Tuesday, December 10, 2013

Creating sensu alerts based on graphite data

We had the need to create Sensu alerts based on some of the metrics we send to Graphite. Googling around, I found this nice post by @ulfmansson talking about the way they did it at Recorded Future. Ulf recommends using Sean Porter's check-data.rb Sensu plugin for alerting based on Graphite data. It wasn't clear how to call the plugin, so we experimented a bit and came up with something along these lines (note that check-data.rb requires the sensu-plugin gem):

$ ruby check-data.rb -s graphite.example.com -t "movingAverage(stats.lb1.prod.assets-backend.session_current,10)" -w 100 -c 200

This run the check-data.rb script against the server graphite.example.com (-s option) requesting the value or the target metric movingAverage(stats.lb1.prod.assets-backend.session_current,10) (-t option) and setting a warning threshold of 100 for this value (-w option), and a critical threshold of 200 (-c option).  The target can be any function supported by Graphite. In this example, it is a 10-minute moving average for the number of sessions for the "assets" haproxy backend.
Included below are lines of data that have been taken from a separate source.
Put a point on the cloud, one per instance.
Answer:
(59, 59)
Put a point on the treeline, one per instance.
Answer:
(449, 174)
By default check-data.rb looks at the last 10 minutes of Graphite data (this can be changed by specifying something like -f "-5mins").

To call the check in the context of sensu, you need to deploy it to the client which will run it, and configure the check on the Sensu server in a json file in /etc/sensu/conf.d/checks:

"command": "/etc/sensu/plugins/check-data.rb -s graphite.example.com -t \"movingAverage(stats.lb1.prod.assets-backend.session_current,10)\" -w 100 -c 200"